On Monday afternoon, Michelle Obama invited about 150 high school jazz students to the White House for a program called Jazz Studio. There was a student clinic including five members of the Marsalis family and the clarinetist Paquito DRivera, and then a short concert introduced by the first lady.

Before some readers begin feeling too righteous, its important to know that the event wasnt a pure, stand-alone expression of love for jazz; it was the first in a series of three very different musical events in the White House this year.

So if the short afternoon event was largely symbolic for those on the sidelines, quickly and easily establishing the notion that the new administration is interested in musical genres other than country, it was a useful, practical event for the students.

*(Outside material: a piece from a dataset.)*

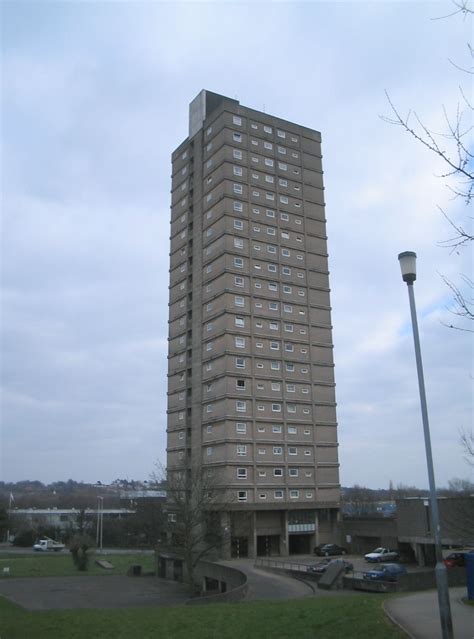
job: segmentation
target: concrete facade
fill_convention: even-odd
[[[340,485],[317,131],[208,91],[172,155],[168,473],[219,473],[224,556],[332,541]]]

The young musicians were divided into three groups of 50, and the workshop themes were American History and Jazz, Syntax of Jazz, The Blues Experience and Jazz and Duke Ellington and Swing. Other workshop leaders included the saxophonist Todd Williams, the trumpeter Sean Jones and the pianist Eli Yamin.

The event was organized in conjunction with the Duke Ellington School of the Arts and the Duke Ellington Jazz Festival in Washington, Jazz at Lincoln Center in New York City, the Thelonious Monk Institute of Jazz and several other institutions.

The Marsalises especially Wynton and his father, Ellis are born teachers, and, at least during the part of their hourlong clinic that journalists were allowed to watch, they packed important, basic lessons about jazz history and practice into short spaces. The students drank it in, and the teachers beamed.

After the elder Mr. Marsalis talked for a while about individual expression in jazz and the birth of swing rhythm, the students traded 12-bar improvisations with the master musicians on a blues tune. And then Wynton Marsalis doled out bits of advice, without aiming them at particular players. The advice: never slink off looking mad at yourself after your solo, dont abuse the rhythm section and play shorter.